4.2. Characteristics and Limitations
We are aware of three previous systematic reviews (two in Chinese and one in English) addressing this topic [55–57]. However, these studies did not carry out meta-analysis, and the inclusion criteria were not sufficiently rigorous, causing high levels of heterogeneity between studies. This has made it difficult to accurately evaluate the safety and effectiveness of acupuncture. Unlike previous systematic reviews, we evaluated more recent clinical trials. In addition, we applied stricter inclusion and exclusion criteria, used widely accepted analyses tools, and performed meta-analysis. In order to limit our analysis to the use of body acupuncture in the management of perimenopausal depression, we limited the intervention in the experimental group to manual acupuncture and electroacupuncture only and excluded the studies on ear acupuncture, moxibustion, or pharmacologic interventions. We also evaluated the durability of acupunctural benefits over the follow-up period as well as the effects of the length treatment period.

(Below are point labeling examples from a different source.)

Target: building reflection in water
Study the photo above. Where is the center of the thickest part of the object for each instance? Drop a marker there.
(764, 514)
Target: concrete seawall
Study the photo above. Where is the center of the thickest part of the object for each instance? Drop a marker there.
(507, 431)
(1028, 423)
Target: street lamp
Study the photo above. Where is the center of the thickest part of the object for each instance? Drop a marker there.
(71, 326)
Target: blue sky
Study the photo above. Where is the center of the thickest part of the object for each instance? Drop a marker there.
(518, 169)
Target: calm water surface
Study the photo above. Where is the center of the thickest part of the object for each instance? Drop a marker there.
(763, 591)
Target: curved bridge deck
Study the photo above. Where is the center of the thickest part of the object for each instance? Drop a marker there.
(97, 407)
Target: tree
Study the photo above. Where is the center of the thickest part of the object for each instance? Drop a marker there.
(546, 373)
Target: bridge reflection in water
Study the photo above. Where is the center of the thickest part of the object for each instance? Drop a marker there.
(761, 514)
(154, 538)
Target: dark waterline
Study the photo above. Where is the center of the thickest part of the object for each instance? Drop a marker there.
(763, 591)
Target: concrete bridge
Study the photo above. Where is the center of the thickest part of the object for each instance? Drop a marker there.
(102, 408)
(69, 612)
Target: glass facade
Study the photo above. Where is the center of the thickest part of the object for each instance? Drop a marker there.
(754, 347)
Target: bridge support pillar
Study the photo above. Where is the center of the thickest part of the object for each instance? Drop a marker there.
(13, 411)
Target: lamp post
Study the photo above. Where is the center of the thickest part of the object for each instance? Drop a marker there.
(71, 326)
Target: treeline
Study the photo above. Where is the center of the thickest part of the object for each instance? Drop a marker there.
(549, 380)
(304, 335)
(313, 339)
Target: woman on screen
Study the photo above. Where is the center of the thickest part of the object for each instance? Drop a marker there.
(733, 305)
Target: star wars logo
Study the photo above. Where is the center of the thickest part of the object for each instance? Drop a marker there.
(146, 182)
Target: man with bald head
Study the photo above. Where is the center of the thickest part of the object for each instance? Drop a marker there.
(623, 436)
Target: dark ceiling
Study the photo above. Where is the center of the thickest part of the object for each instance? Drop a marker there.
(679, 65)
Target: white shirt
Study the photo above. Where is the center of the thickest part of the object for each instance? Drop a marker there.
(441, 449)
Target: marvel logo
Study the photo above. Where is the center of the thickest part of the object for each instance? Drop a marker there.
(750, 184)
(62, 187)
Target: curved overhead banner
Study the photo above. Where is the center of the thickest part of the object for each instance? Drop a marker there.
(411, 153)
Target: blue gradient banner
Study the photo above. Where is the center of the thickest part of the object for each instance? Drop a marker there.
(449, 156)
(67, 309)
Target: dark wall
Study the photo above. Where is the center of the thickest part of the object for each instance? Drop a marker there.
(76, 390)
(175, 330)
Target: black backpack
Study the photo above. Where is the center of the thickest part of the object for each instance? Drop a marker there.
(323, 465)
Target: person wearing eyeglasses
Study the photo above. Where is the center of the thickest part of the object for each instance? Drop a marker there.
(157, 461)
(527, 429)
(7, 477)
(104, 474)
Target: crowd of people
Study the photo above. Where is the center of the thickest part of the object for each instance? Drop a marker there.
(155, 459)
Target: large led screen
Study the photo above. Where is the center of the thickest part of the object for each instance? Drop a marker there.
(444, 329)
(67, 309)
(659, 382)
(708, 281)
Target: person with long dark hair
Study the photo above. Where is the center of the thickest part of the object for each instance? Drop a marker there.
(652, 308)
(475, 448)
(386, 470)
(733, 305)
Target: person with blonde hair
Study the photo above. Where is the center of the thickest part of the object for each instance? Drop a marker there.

Moreover, we evaluated the safety of perimenopausal interventions by computing the incidence rate of adverse effects.
The RCTs included in our analyses had several shortcomings including the generation of random numbers, distribution hiding, and blind methods. Of the studies we evaluated, only one was registered in ClinicalTrials.gov [32]. It was therefore difficult to estimate the risk of bias in this study. All the included studies were conducted in China. Moreover, we did not carry out manual retrieve, and the collection of gray literature might be insufficient. Participants in the control groups of the RCTs we analyzed had been treated with antidepressants. None of the studies that we evaluated reported the use of placebo or sham acupuncture, limiting our ability to more confidently evaluate the effectiveness of acupuncture. However, this is a defect in the design of the RCTs we included, and it is also a place that needs to be improved in future clinical trials.
4.3. Conclusion
Our analysis indicates that the use of acupuncture in the management of perimenopausal depression is safe, effective, and offers long-lasting benefits relative to antidepressants and HRT. Our data indicate that acupuncture is an effective option for the clinical management of perimenopausal depression. Because the existing studies are not of sufficiently high quality, higher quality RCTs are required to establish the clinical benefits and long-term effectiveness of acupuncture in the treatment of perimenopausal depression.
Abbreviations
- HAMD:
Hamilton depression scale
- OR:
Risk ratio
- MD:
Mean difference
- SMD:
Standardized mean difference
- CI:
Confidence interval.
Conflicts of Interest
The authors declare that there are no conflicts of interest regarding the publication of this paper.